Data show the majority of patients who initiated crizanlizumab remained on therapy, while a third of patients saw barriers including insurance coverage.
Julie Kanter, MD
Since vaso-occlusive crises are considered the most common acute complication of sickle cell disease, the anti P-selectin monoclonal antibody crizanlizumab is an approved disease-modifying therapy for patients with sickle cell aged ≥16 years to reduce its frequency.
In order to better identify crizanlizumab use and impact, the National Alliance for Sickle Cell Centers (NASCC) conducted a retrospective study of patients prescribed the agent from November 2019 - June 2021.
Led by Julie Kanter, MD, Director, Adult Sickle Cell Program, University of Alabama at Birmingham, a team of investigators observed that while the majority of patients who initiated crizanlizumab remained on therapy, a third of patients surveyed had lack of effect or barriers to care, including insurance complications.

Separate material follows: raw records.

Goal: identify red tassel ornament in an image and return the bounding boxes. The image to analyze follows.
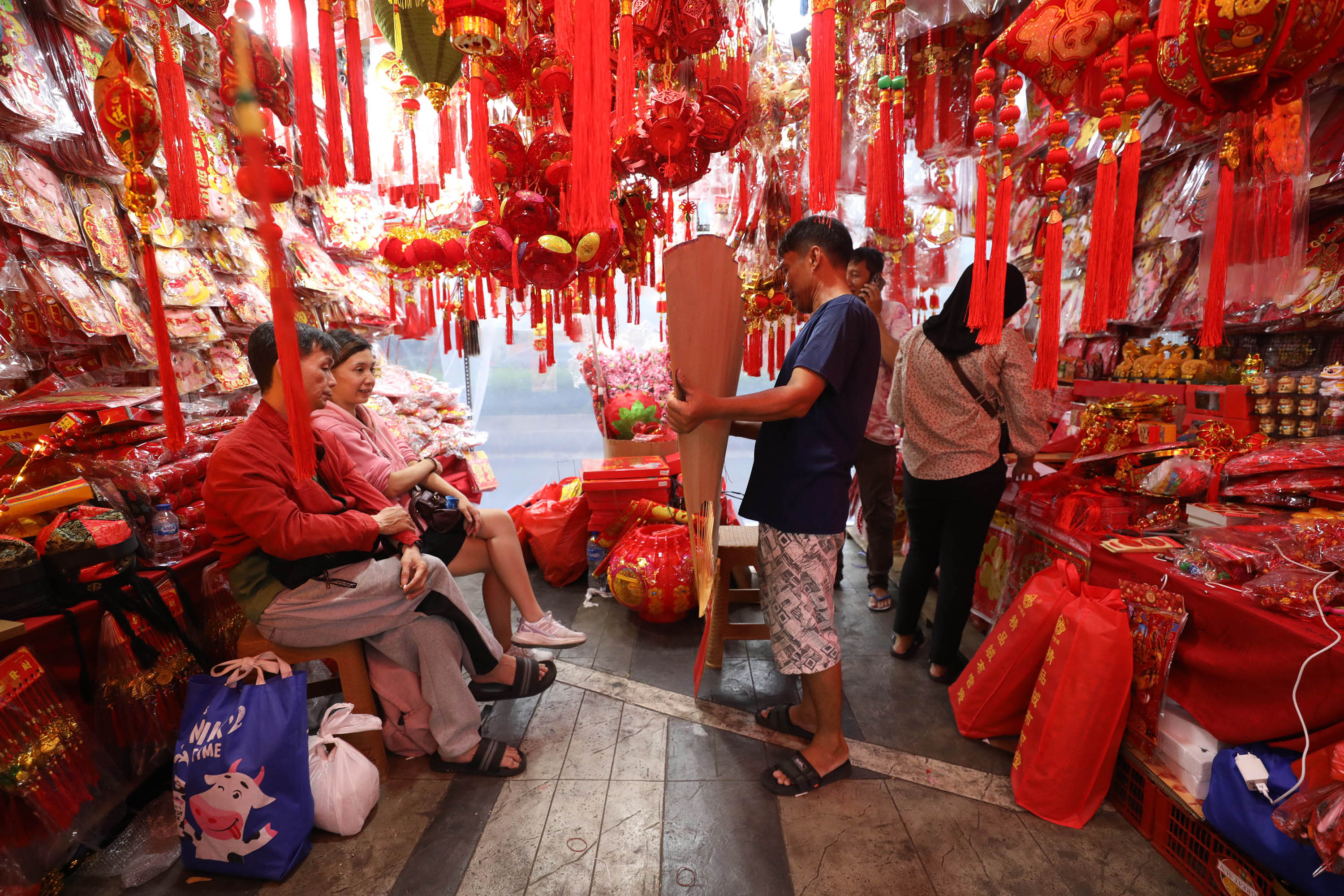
[468,55,497,204]
[1079,52,1125,333]
[976,71,1023,345]
[317,0,345,187]
[570,0,612,234]
[289,0,323,187]
[1199,126,1241,348]
[1032,110,1071,390]
[155,22,206,220]
[345,0,374,184]
[1110,26,1154,317]
[808,0,840,215]
[613,0,634,138]
[966,60,995,329]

The study consisted of 2 separate parts. The first part evaluated the NASCC center crizanlizumab practice and summarized data on insurance approval, as well as the frequency of drug discontinuation. The second part of the study included pt level data in order to evaluate reasons for discontinuation and acute care utilization pre- and post-therapy.

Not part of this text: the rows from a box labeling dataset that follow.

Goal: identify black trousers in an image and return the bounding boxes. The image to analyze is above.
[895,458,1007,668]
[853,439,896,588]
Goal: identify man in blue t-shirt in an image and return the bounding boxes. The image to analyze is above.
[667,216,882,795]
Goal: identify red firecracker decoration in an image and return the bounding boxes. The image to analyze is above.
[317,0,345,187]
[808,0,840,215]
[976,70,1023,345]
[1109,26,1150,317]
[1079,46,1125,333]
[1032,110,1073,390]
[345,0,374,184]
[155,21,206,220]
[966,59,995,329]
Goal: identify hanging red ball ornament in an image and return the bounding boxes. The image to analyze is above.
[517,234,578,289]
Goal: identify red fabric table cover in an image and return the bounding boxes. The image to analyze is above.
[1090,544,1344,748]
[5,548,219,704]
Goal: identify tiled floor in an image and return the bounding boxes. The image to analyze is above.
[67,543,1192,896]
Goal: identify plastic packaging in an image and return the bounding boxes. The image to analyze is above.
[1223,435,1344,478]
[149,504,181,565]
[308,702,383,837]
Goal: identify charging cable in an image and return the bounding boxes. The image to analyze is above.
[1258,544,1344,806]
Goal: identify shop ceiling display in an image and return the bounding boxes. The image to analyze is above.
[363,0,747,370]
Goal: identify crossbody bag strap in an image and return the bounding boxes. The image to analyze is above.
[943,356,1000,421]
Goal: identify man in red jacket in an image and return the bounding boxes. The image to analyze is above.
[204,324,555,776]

They defined acute care use as day hospital/infusion, emergency department visits, and hospitals for vaso-occlusive crises, excluding COVID-19.

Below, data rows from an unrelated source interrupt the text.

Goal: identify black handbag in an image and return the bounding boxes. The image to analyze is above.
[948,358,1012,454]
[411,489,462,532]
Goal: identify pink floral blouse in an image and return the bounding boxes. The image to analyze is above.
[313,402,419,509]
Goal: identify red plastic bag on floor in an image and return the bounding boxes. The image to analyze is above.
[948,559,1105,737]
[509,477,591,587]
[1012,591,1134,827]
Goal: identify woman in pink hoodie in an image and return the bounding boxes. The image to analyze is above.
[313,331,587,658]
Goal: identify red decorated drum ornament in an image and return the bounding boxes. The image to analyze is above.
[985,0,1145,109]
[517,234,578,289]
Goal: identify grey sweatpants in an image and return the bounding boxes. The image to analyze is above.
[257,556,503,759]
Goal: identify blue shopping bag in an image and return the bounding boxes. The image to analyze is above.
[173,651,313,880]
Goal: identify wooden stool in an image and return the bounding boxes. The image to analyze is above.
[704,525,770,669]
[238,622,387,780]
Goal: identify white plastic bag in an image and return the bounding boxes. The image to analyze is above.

The index date for each pt is defined as the first crizanluzumab infusion date. Investigators used chart review in electronic health records to identify all acute care visits 12 months pre-index and ≤12 months post-index, analyzing it in aggregate.
Additionally, an evaluation of center-specific use of crizanlizumab, time to initial site level formulary approval, and drug discontinuation were analyzed by Kanter and colleagues. Ongoing pt level data collection is aiming to include sufficient time post index date.
The study summarized vaso-occlusive crises using medians, median differences (pre/post treatment), and a 95% confidence interval, with additional evaluation on crizanlizumab effectiveness including number of doses, received, pre-treatment vaso-occlusive crisis vurden, concomitant hydroxyurea (HU) use, and genotype.
The study included patients who were prescribed crizanlizumab at 11 NASCC centers in the United States. The site-formulary approvals to use crizanlizumab varied from December 2019 - December 2020. Because of this, the first patient to receive treatment at each site varied from January 2020 - January 2021.
Data show the mean time from site-level approval to first infusion was 77 days (0 - 394), with over 50% of sites receiving insurance denials due to insufficient medical necessity or medication not covered by prescription plan. However, sites successfully appealed denials for 71% of patients.
The infusions were performed for 30 minutes and the majority (64%) did not use pre-medication, unless patients had reactions. It was noted that some of the sites used diphenhydramine/acetaminophen or normal saline and ketorolac, while all sites prescribed crizanlizumab to patients of all genotypes of sickle cell disease.
Out of a total of 297 patients prescribed crizanlizumab, 238 patients received ≥1 infusion. Data show a variation in number of patients per site (mean 21, range 6 - 73), as a result of site-level approval, insurance, and the patient population.
From the 238 patients, 75 (32%) discontinued treatment (0 - 17 patients per site). Reasons for discontinuation included patients' perceived lack of improvement or an overall increase in pain, transportation issues, and infusion related reactions (IRRs) characterized by pain as some of the reasons for discontinuation.
Further, Kanter and colleagues discussed how the evaluation of real-world efficacy measured by changes in acute care utilization, including a sub-analysis, pre-treatment vaso-occlusive crisis burden and concomitant HU use is pending feasibly dependent on sample size.
As the first multicenter, real-world analysis of crizanlizumab, investigators noted the findings did demonstrate barriers to therapy, with a third of patients having lack of effect or barriers to care with crizanlizumab.
“Post-approval therapies for rare diseases must undergo real-world evaluation to ensure study results translate to the community,” they wrote.
The second part of the study was said to give an early insight into the effectiveness of crizanlizumab, while a long-term follow-up will be necessary to understand the full utility in sickle cell disease.
“Early Evaluation of the Use of Crizanlizumab in Sickle Cell Disease: A National Alliance of Sickle Cell Centers Study,” was presented online by ASH.